Sensör teknolojileri pek çok alanda pratik olarak kullanılabilmekte ve ciddi kazanımları olmaktadır. Sensör teknolojileri ile ortamların izlenmesi, doğal afetler (örneğin volkanik patlamalar, seller) konusunda uyarıda bulunulabilmekte ve bu sayede risk altında bulunan yerlerdeki sakinlerin tahliyesi yoluyla yaşam kaybı önlenebilmektedir (Weber & Weber, 2010: 118). Ayrıca çevresel izleme, e-sağlık, akıllı ulaşım sistemleri, askeri ve endüstriyel tesis izleme gibi çeşitli uygulama senaryolarında da sensör teknolojisi kullanılmaktadır (Atzori, Antonio, & Morabito, 2010: 2791).

2.4.4. Bulut Bilişim

Bulut bilişim, insanların bulundukları konumlarda, herhangi bir yazılım, işlem ve altyapıya gerek kalmadan hizmet sağlayabilen, en yeni ağ servisleri ve hizmet bilişimi ile ilgili uzun süredir yapılan araştırmalara dayanan bir kavramdır (Gökalp & Eren, 2016:280). Bulut bilişim, günümüzün dijital çağında internet, geniş bant, mobil cihazlar, son kullanıcılara yönelik daha iyi bant genişliği ve mobilite gereksinimlerinden dolayı yaygınlaşmaya başlamıştır (Gupta, Seetharaman, & Raj, 2013: 861). Bulut bilişimin en önemli özelliği konum serbestliği sağlamasıdır. Bu sistemde erişim için herhangi bir yapıya ihtiyaç duyulmamakta, internet erişiminin

olduğu her yerde ve her araçla erişim sağlayarak hizmetlerin daha esnek ve hızlı gerçekleştirildiği ve kaynakların kolaylıkla izlenebildiği, kontrol edilebildiği ve raporlanabildiği bir yapı söz konusu olmaktadır (Yıldız Ö. , 2010: 7).
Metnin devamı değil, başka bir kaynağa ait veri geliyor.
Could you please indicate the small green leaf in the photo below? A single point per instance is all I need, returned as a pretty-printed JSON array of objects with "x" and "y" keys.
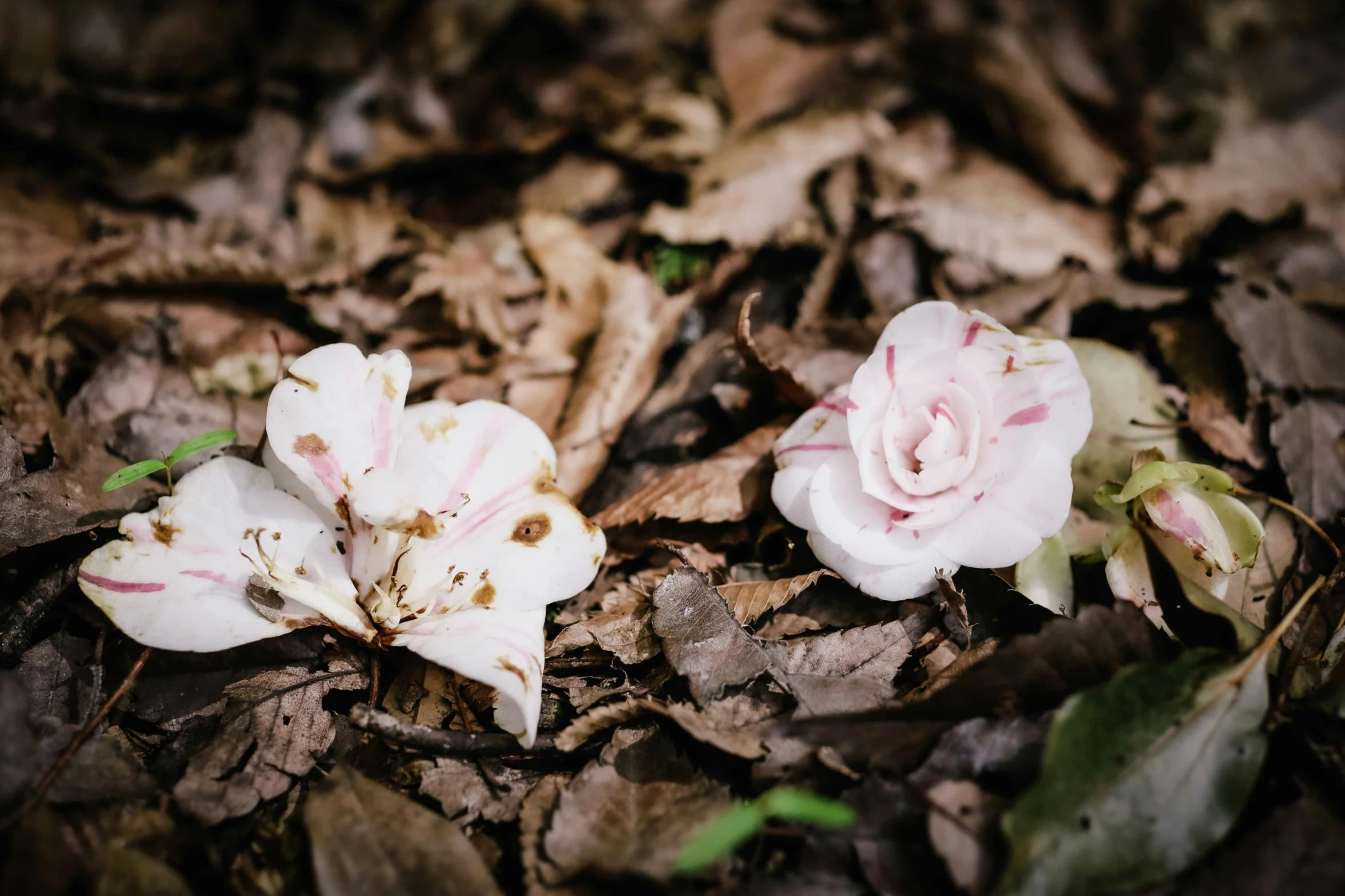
[
  {"x": 128, "y": 475},
  {"x": 1141, "y": 777},
  {"x": 720, "y": 837},
  {"x": 791, "y": 804},
  {"x": 201, "y": 444}
]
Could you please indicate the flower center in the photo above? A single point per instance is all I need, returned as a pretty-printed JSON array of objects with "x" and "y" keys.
[{"x": 930, "y": 437}]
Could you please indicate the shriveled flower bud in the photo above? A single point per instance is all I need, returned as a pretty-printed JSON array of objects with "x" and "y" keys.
[{"x": 1195, "y": 505}]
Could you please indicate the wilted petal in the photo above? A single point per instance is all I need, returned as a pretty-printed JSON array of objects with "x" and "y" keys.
[
  {"x": 336, "y": 417},
  {"x": 499, "y": 648},
  {"x": 179, "y": 579},
  {"x": 511, "y": 540},
  {"x": 1191, "y": 520},
  {"x": 818, "y": 435}
]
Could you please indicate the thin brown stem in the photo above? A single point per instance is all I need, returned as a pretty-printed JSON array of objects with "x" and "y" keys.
[
  {"x": 1289, "y": 508},
  {"x": 78, "y": 740}
]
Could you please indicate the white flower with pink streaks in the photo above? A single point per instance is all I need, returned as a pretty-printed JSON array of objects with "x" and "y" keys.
[
  {"x": 434, "y": 527},
  {"x": 950, "y": 448}
]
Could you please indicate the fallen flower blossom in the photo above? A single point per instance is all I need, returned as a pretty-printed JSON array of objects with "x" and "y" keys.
[
  {"x": 950, "y": 448},
  {"x": 434, "y": 527}
]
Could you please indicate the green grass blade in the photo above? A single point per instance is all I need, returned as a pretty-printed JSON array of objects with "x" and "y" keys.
[
  {"x": 201, "y": 444},
  {"x": 128, "y": 475},
  {"x": 720, "y": 837},
  {"x": 791, "y": 804}
]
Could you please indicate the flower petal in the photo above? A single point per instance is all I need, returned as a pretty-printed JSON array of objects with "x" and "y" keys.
[
  {"x": 818, "y": 435},
  {"x": 179, "y": 581},
  {"x": 900, "y": 582},
  {"x": 1066, "y": 390},
  {"x": 498, "y": 648},
  {"x": 518, "y": 543},
  {"x": 1184, "y": 513},
  {"x": 1012, "y": 517},
  {"x": 336, "y": 417},
  {"x": 861, "y": 524}
]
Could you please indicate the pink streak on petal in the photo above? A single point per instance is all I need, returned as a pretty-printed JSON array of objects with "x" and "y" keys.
[
  {"x": 1175, "y": 520},
  {"x": 328, "y": 472},
  {"x": 811, "y": 447},
  {"x": 206, "y": 574},
  {"x": 124, "y": 587},
  {"x": 1035, "y": 414},
  {"x": 384, "y": 435},
  {"x": 971, "y": 333}
]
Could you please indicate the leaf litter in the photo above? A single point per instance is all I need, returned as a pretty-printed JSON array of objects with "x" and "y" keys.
[{"x": 662, "y": 230}]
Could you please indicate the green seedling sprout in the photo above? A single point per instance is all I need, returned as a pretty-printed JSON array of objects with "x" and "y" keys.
[
  {"x": 745, "y": 821},
  {"x": 128, "y": 475}
]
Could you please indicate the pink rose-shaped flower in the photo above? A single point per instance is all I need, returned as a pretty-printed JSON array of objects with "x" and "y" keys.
[{"x": 950, "y": 448}]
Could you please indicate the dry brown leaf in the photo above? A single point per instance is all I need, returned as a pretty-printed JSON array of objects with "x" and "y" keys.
[
  {"x": 1262, "y": 171},
  {"x": 630, "y": 812},
  {"x": 570, "y": 186},
  {"x": 724, "y": 488},
  {"x": 579, "y": 281},
  {"x": 625, "y": 631},
  {"x": 749, "y": 599},
  {"x": 1203, "y": 359},
  {"x": 1068, "y": 152},
  {"x": 763, "y": 71},
  {"x": 639, "y": 323},
  {"x": 595, "y": 720},
  {"x": 403, "y": 847},
  {"x": 873, "y": 652},
  {"x": 701, "y": 637},
  {"x": 273, "y": 728},
  {"x": 753, "y": 190},
  {"x": 474, "y": 289},
  {"x": 986, "y": 210}
]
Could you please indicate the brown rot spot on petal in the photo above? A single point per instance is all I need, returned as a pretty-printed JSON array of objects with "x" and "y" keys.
[
  {"x": 436, "y": 428},
  {"x": 423, "y": 527},
  {"x": 503, "y": 663},
  {"x": 163, "y": 532},
  {"x": 531, "y": 529},
  {"x": 485, "y": 594},
  {"x": 310, "y": 445}
]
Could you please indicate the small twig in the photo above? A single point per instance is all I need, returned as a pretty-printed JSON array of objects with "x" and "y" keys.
[
  {"x": 1289, "y": 508},
  {"x": 77, "y": 742},
  {"x": 442, "y": 740},
  {"x": 373, "y": 676}
]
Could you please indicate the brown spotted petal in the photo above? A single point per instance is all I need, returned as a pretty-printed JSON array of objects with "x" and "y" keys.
[
  {"x": 179, "y": 581},
  {"x": 499, "y": 648}
]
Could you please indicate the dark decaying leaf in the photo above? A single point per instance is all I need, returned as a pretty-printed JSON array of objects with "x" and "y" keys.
[
  {"x": 1298, "y": 849},
  {"x": 630, "y": 812},
  {"x": 1160, "y": 760},
  {"x": 701, "y": 637},
  {"x": 369, "y": 840},
  {"x": 723, "y": 488},
  {"x": 1029, "y": 675},
  {"x": 273, "y": 728}
]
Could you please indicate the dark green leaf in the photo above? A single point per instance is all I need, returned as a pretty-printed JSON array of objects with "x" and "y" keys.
[
  {"x": 128, "y": 475},
  {"x": 201, "y": 444},
  {"x": 720, "y": 837},
  {"x": 791, "y": 804},
  {"x": 1141, "y": 777}
]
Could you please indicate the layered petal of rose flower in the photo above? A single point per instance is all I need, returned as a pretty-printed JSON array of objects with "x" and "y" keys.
[
  {"x": 438, "y": 525},
  {"x": 951, "y": 447},
  {"x": 179, "y": 581}
]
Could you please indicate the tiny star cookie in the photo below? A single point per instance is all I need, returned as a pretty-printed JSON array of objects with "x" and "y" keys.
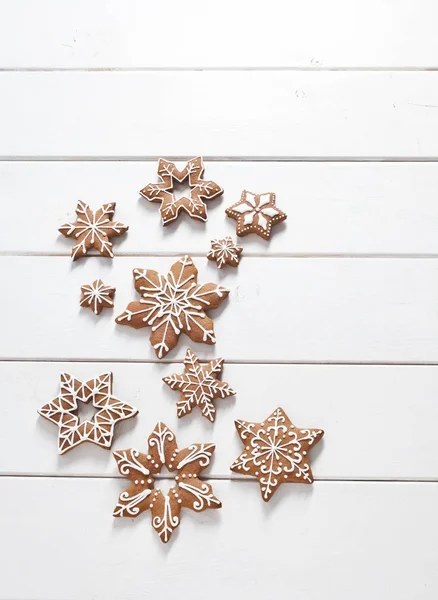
[
  {"x": 172, "y": 305},
  {"x": 225, "y": 252},
  {"x": 63, "y": 411},
  {"x": 189, "y": 491},
  {"x": 97, "y": 296},
  {"x": 199, "y": 386},
  {"x": 93, "y": 230},
  {"x": 275, "y": 452},
  {"x": 193, "y": 204},
  {"x": 255, "y": 213}
]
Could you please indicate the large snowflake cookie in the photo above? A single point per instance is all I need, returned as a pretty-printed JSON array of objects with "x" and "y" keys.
[
  {"x": 93, "y": 230},
  {"x": 275, "y": 452},
  {"x": 225, "y": 252},
  {"x": 199, "y": 386},
  {"x": 97, "y": 296},
  {"x": 255, "y": 213},
  {"x": 173, "y": 304},
  {"x": 188, "y": 492},
  {"x": 63, "y": 411},
  {"x": 193, "y": 203}
]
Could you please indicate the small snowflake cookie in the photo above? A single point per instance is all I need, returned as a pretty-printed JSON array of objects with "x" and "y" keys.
[
  {"x": 275, "y": 452},
  {"x": 225, "y": 252},
  {"x": 188, "y": 492},
  {"x": 199, "y": 386},
  {"x": 194, "y": 203},
  {"x": 93, "y": 230},
  {"x": 63, "y": 411},
  {"x": 255, "y": 213},
  {"x": 97, "y": 296},
  {"x": 173, "y": 304}
]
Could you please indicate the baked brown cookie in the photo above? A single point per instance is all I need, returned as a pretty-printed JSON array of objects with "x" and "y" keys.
[
  {"x": 188, "y": 492},
  {"x": 93, "y": 230},
  {"x": 63, "y": 411},
  {"x": 199, "y": 386},
  {"x": 225, "y": 252},
  {"x": 275, "y": 452},
  {"x": 172, "y": 305},
  {"x": 193, "y": 204},
  {"x": 255, "y": 213},
  {"x": 97, "y": 296}
]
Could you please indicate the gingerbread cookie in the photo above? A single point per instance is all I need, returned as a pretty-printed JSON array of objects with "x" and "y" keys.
[
  {"x": 93, "y": 230},
  {"x": 193, "y": 204},
  {"x": 225, "y": 252},
  {"x": 189, "y": 491},
  {"x": 63, "y": 411},
  {"x": 199, "y": 386},
  {"x": 275, "y": 452},
  {"x": 255, "y": 213},
  {"x": 173, "y": 305},
  {"x": 97, "y": 296}
]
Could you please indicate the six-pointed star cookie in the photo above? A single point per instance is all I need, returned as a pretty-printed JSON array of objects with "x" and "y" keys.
[
  {"x": 225, "y": 252},
  {"x": 275, "y": 452},
  {"x": 173, "y": 305},
  {"x": 193, "y": 204},
  {"x": 199, "y": 386},
  {"x": 63, "y": 411},
  {"x": 189, "y": 491},
  {"x": 255, "y": 213},
  {"x": 97, "y": 296},
  {"x": 93, "y": 230}
]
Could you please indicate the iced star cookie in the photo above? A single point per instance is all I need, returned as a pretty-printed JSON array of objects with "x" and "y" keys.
[
  {"x": 255, "y": 213},
  {"x": 173, "y": 304},
  {"x": 188, "y": 492},
  {"x": 97, "y": 296},
  {"x": 93, "y": 230},
  {"x": 275, "y": 452},
  {"x": 199, "y": 386},
  {"x": 193, "y": 203},
  {"x": 63, "y": 411},
  {"x": 225, "y": 252}
]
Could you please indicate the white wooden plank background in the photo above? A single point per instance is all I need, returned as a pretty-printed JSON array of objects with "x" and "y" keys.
[{"x": 333, "y": 107}]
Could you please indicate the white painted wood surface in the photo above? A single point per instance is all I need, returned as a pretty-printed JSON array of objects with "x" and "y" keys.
[
  {"x": 224, "y": 114},
  {"x": 287, "y": 97},
  {"x": 136, "y": 34}
]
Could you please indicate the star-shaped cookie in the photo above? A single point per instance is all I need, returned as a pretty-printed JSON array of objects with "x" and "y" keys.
[
  {"x": 189, "y": 491},
  {"x": 97, "y": 296},
  {"x": 193, "y": 204},
  {"x": 255, "y": 213},
  {"x": 275, "y": 452},
  {"x": 225, "y": 252},
  {"x": 93, "y": 230},
  {"x": 199, "y": 386},
  {"x": 63, "y": 411},
  {"x": 173, "y": 305}
]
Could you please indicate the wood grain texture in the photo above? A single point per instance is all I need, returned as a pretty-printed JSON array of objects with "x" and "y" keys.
[
  {"x": 378, "y": 33},
  {"x": 333, "y": 208},
  {"x": 226, "y": 114},
  {"x": 311, "y": 542},
  {"x": 380, "y": 422},
  {"x": 279, "y": 310}
]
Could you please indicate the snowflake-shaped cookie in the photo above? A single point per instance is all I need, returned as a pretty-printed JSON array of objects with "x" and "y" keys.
[
  {"x": 255, "y": 213},
  {"x": 189, "y": 491},
  {"x": 97, "y": 296},
  {"x": 173, "y": 305},
  {"x": 93, "y": 230},
  {"x": 225, "y": 252},
  {"x": 194, "y": 203},
  {"x": 63, "y": 411},
  {"x": 275, "y": 452},
  {"x": 199, "y": 386}
]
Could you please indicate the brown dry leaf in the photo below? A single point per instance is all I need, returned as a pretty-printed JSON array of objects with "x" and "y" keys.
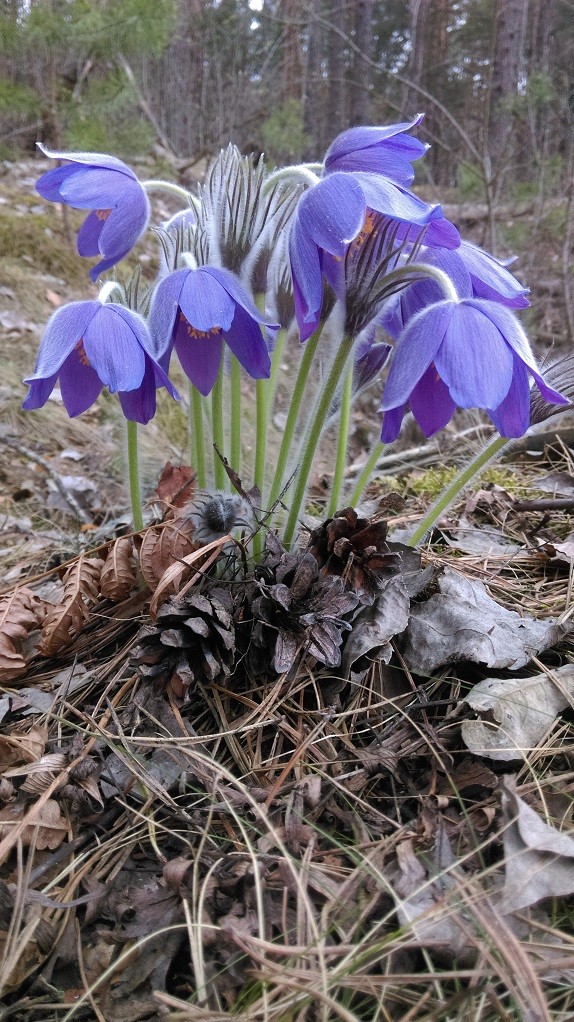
[
  {"x": 20, "y": 746},
  {"x": 20, "y": 612},
  {"x": 172, "y": 577},
  {"x": 177, "y": 485},
  {"x": 519, "y": 711},
  {"x": 421, "y": 906},
  {"x": 47, "y": 831},
  {"x": 118, "y": 572},
  {"x": 462, "y": 621},
  {"x": 64, "y": 621},
  {"x": 538, "y": 858},
  {"x": 163, "y": 545}
]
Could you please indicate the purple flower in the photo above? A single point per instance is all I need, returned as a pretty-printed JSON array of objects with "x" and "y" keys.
[
  {"x": 378, "y": 150},
  {"x": 107, "y": 187},
  {"x": 194, "y": 311},
  {"x": 472, "y": 354},
  {"x": 331, "y": 215},
  {"x": 90, "y": 345}
]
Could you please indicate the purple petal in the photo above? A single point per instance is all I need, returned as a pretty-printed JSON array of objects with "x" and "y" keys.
[
  {"x": 491, "y": 280},
  {"x": 92, "y": 188},
  {"x": 89, "y": 235},
  {"x": 431, "y": 404},
  {"x": 95, "y": 159},
  {"x": 391, "y": 200},
  {"x": 49, "y": 184},
  {"x": 126, "y": 223},
  {"x": 381, "y": 150},
  {"x": 205, "y": 303},
  {"x": 392, "y": 421},
  {"x": 106, "y": 264},
  {"x": 139, "y": 405},
  {"x": 39, "y": 392},
  {"x": 80, "y": 384},
  {"x": 64, "y": 328},
  {"x": 112, "y": 349},
  {"x": 240, "y": 295},
  {"x": 307, "y": 280},
  {"x": 416, "y": 350},
  {"x": 333, "y": 212},
  {"x": 200, "y": 355},
  {"x": 512, "y": 417},
  {"x": 164, "y": 308},
  {"x": 474, "y": 360},
  {"x": 247, "y": 343}
]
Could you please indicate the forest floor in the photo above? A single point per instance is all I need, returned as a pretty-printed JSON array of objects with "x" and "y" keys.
[{"x": 390, "y": 839}]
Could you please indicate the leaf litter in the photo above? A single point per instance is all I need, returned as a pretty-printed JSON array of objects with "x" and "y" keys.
[{"x": 279, "y": 795}]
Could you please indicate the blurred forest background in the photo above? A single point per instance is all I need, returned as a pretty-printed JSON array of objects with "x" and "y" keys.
[{"x": 175, "y": 80}]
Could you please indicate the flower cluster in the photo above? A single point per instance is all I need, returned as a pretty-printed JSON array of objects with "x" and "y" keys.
[{"x": 296, "y": 244}]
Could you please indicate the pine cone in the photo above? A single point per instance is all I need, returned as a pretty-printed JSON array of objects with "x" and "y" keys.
[
  {"x": 355, "y": 549},
  {"x": 292, "y": 608},
  {"x": 193, "y": 639}
]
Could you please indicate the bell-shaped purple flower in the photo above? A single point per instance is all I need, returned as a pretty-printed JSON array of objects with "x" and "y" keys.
[
  {"x": 385, "y": 150},
  {"x": 120, "y": 206},
  {"x": 471, "y": 354},
  {"x": 88, "y": 345},
  {"x": 195, "y": 311},
  {"x": 331, "y": 215}
]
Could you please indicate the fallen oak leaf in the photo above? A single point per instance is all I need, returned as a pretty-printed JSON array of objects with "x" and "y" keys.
[
  {"x": 538, "y": 858},
  {"x": 523, "y": 708}
]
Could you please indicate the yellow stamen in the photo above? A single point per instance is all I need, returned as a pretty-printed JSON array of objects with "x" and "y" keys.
[{"x": 82, "y": 353}]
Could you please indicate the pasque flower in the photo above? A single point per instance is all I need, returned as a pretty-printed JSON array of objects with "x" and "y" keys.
[
  {"x": 106, "y": 186},
  {"x": 332, "y": 214},
  {"x": 473, "y": 354},
  {"x": 388, "y": 150},
  {"x": 194, "y": 311},
  {"x": 88, "y": 345}
]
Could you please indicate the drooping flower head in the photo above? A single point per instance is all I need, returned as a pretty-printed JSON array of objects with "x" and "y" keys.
[
  {"x": 88, "y": 345},
  {"x": 106, "y": 186},
  {"x": 195, "y": 311},
  {"x": 366, "y": 170},
  {"x": 472, "y": 354}
]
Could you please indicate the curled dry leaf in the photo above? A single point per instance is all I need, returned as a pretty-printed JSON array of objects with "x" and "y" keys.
[
  {"x": 518, "y": 712},
  {"x": 20, "y": 612},
  {"x": 462, "y": 621},
  {"x": 163, "y": 545},
  {"x": 172, "y": 577},
  {"x": 538, "y": 858},
  {"x": 118, "y": 572},
  {"x": 21, "y": 746},
  {"x": 47, "y": 830},
  {"x": 64, "y": 621}
]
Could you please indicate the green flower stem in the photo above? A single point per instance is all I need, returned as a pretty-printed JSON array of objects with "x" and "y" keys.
[
  {"x": 218, "y": 430},
  {"x": 293, "y": 415},
  {"x": 170, "y": 186},
  {"x": 314, "y": 435},
  {"x": 235, "y": 404},
  {"x": 260, "y": 432},
  {"x": 367, "y": 472},
  {"x": 276, "y": 359},
  {"x": 197, "y": 436},
  {"x": 459, "y": 482},
  {"x": 414, "y": 271},
  {"x": 342, "y": 443},
  {"x": 134, "y": 475}
]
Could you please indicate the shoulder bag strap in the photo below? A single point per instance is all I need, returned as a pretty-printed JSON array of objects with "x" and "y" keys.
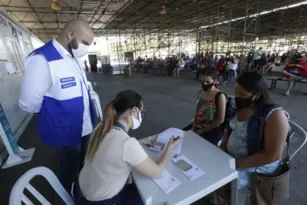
[
  {"x": 261, "y": 136},
  {"x": 261, "y": 133}
]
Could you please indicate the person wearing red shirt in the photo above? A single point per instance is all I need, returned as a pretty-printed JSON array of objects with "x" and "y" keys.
[{"x": 295, "y": 70}]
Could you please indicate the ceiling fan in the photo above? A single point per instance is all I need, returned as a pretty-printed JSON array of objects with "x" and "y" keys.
[{"x": 55, "y": 5}]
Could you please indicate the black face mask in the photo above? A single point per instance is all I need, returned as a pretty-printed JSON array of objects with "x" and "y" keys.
[
  {"x": 244, "y": 102},
  {"x": 207, "y": 87},
  {"x": 73, "y": 44}
]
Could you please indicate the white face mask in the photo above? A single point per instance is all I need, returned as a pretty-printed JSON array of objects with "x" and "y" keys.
[
  {"x": 136, "y": 122},
  {"x": 80, "y": 51}
]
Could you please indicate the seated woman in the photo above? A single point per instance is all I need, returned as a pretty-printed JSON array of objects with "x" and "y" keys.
[
  {"x": 211, "y": 107},
  {"x": 231, "y": 69},
  {"x": 221, "y": 65},
  {"x": 295, "y": 70},
  {"x": 268, "y": 67},
  {"x": 112, "y": 153},
  {"x": 241, "y": 142},
  {"x": 179, "y": 67}
]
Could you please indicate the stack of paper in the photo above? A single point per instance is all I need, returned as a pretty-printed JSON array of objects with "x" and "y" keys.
[
  {"x": 167, "y": 182},
  {"x": 166, "y": 135},
  {"x": 188, "y": 168}
]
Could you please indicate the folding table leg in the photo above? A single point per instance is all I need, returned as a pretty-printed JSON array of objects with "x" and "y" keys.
[
  {"x": 234, "y": 192},
  {"x": 272, "y": 84}
]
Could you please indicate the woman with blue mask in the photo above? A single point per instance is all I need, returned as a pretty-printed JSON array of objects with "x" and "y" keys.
[
  {"x": 112, "y": 154},
  {"x": 244, "y": 129},
  {"x": 210, "y": 109}
]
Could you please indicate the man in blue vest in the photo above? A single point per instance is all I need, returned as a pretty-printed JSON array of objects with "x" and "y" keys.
[{"x": 55, "y": 86}]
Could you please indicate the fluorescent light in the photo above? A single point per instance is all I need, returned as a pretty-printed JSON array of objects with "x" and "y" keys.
[{"x": 258, "y": 14}]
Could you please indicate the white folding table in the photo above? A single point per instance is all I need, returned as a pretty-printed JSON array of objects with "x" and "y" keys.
[{"x": 218, "y": 166}]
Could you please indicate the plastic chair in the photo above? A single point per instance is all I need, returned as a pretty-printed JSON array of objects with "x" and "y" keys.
[
  {"x": 89, "y": 84},
  {"x": 17, "y": 197},
  {"x": 296, "y": 131},
  {"x": 97, "y": 105}
]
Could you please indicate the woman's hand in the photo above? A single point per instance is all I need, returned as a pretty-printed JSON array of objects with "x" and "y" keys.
[
  {"x": 173, "y": 143},
  {"x": 149, "y": 141}
]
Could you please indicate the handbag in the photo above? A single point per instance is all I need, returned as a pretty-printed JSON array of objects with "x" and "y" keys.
[{"x": 270, "y": 189}]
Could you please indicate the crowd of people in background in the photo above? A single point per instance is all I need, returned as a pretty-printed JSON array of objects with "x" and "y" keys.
[{"x": 295, "y": 66}]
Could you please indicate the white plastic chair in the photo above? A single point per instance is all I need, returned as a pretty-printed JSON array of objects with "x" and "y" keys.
[
  {"x": 297, "y": 131},
  {"x": 97, "y": 105},
  {"x": 17, "y": 197}
]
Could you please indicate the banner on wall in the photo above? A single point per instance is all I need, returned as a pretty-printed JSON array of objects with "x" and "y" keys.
[
  {"x": 8, "y": 131},
  {"x": 17, "y": 155}
]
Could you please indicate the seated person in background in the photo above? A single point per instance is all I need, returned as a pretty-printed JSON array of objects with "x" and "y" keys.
[
  {"x": 112, "y": 153},
  {"x": 277, "y": 60},
  {"x": 178, "y": 68},
  {"x": 241, "y": 141},
  {"x": 268, "y": 67},
  {"x": 295, "y": 70},
  {"x": 231, "y": 69},
  {"x": 221, "y": 65},
  {"x": 211, "y": 108}
]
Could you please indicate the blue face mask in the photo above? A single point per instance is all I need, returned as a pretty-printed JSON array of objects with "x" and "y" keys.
[{"x": 207, "y": 87}]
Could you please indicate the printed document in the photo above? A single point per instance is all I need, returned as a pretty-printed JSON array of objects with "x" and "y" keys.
[
  {"x": 167, "y": 182},
  {"x": 166, "y": 135},
  {"x": 188, "y": 168}
]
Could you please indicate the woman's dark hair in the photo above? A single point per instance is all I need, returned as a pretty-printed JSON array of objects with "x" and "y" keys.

Bulut bilişimin turizm sektörüne önemli katkıları bulunmaktadır. Akyol (2018), bulut bilişim ile turizm sektöründe sağlanabilecek avantajları şu şekilde sıralamaktadır:

• Esneklik: Turizm sektörü, yapısı itibariyle dönemsel yoğunluklar yaşamaktadır. Sektörün yoğun olmadığı dönemlerde bulut bilişim sayesinde kaynak kullanımı azaltılabilmekte ve maliyetler düşürülebilmektedir.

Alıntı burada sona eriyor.